Is it cruel? "Beating up an old lady is cruel. This is animals against animals. The day we stop having a hunting instinct, we might as well curl up and die."



Lockley's wife, Sian, has caught hundreds of pigs with him. She is one of a growing number of New Zealand women who are emulating Carol Maru, a pioneer hunter famous for chasing pigs barefoot with a baby on her back. That was 30 years ago; Maru, now 55, is still hunting, and so is her daughter. Maru says: "It's still a very male sport. The men don't like the intrusion into their territory."





Hunting - first practised as a means of survival, when European settlers were turning bush into pasture - is part of the national psyche. The common man jealously guards his right to hunt, and newsagents carry a vast array of magazines with titles such as Guns & Game and Rod & Rifle.

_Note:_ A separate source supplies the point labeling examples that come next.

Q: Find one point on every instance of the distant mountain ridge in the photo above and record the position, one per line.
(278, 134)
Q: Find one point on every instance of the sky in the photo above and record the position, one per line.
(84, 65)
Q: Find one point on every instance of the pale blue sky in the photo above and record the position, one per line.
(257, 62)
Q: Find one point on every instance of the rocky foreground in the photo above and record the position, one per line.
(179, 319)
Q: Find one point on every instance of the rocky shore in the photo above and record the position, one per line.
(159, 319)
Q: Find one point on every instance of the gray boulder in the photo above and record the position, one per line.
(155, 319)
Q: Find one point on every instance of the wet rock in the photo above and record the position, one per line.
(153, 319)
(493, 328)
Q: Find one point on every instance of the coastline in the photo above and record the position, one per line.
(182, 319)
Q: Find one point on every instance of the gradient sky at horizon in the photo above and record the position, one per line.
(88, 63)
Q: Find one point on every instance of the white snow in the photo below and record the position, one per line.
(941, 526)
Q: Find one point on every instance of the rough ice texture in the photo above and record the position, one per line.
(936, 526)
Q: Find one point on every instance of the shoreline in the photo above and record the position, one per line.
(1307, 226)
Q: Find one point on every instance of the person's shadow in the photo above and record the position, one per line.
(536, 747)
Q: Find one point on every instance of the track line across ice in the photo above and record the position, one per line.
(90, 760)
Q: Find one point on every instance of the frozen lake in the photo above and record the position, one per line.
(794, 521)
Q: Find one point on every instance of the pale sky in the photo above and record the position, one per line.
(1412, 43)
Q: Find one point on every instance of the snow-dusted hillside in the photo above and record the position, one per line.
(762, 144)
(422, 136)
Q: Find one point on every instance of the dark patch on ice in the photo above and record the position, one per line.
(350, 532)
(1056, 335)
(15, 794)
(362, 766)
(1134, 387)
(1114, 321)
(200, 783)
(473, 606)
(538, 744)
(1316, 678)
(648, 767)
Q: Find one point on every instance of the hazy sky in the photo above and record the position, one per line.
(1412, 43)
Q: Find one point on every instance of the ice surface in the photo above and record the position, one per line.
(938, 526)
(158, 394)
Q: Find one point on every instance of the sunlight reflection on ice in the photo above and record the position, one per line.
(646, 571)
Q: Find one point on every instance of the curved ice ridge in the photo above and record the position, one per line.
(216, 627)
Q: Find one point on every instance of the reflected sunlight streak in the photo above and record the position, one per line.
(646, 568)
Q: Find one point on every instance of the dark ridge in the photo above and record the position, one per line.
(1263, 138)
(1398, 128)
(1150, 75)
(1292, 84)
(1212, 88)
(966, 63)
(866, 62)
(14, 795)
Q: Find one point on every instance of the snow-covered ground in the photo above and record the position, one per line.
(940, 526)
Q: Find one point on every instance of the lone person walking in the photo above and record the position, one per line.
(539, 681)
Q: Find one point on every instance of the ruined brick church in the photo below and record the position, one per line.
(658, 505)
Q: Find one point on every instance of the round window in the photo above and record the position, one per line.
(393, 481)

"It's a vicious place," says a friend who has moved to New Zealand. "They'll catch and kill anything."

"Once a pig hunter, always a pig hunter," says Jeffares, smoking contemplatively as he leans on a table in the Te Kuiti Pig Hunting Club. The walls of the draughty hall are lined with trophy heads and jawbones.

Jeffares, who founded the club, was headmaster of the local school for 30 years. He taught art, made pottery and worked with disabled children. He writes poetry, some of which appears in his magazine. One recent poem ends thus: "He grabs a leg/He tips the boar/The knife goes in/It breathes no more."

The Department of Conservation regards hunters as allies in its war to save the country's natural heritage.

DoC says that the fight to conserve kiwi and other native birds justifies extreme means. New Zealand uses 90 per cent of the world's 1080, a poison widely banned in the United States, dumping it from the air on possum-infested areas. Deer are killed from helicopters, goats are shot from speedboats on rivers.

In New Zealand, conservation means annihilating some animals to protect others. Nowadays, even species endangered in their home countries - such as the Australian wallaby and the Chamois-like Himalayan Thar - are treated as pests.

"People in the northern hemisphere go all dewy-eyed and say, 'How can you kill all those wonderful creatures?"' says Herb Christophers, a DoC issues manager. "Well, they may be wonderful, but they're out of context and we're having to live with the repercussions."

In this climate, anti-bloodsports groups struggle to make their voices heard. Protesters who pursued duck shooters down the Waikato River a few years ago fled after the sportsmen turned their guns on them.

Hans Kriek, animal welfare manager of the SPCA in Wellington, condemns culling methods and says that hunting pigs with dogs is especially cruel.

The SPCA claims that young people are turning away from pig-hunting, but the example of the Gill family suggests otherwise.

In their living room, Teira sits transfixed by two pig-hunting videos made by John Lockley. For those unaccustomed to such a diet, the videos turn the stomach, with close-ups of dogs tearing at their bleeding prey and a soundtrack of squeals of terror. On the other side of the room, Teira's 6-week-old brother, Weston, is sleeping, blissfully oblivious to the pleasures that await him.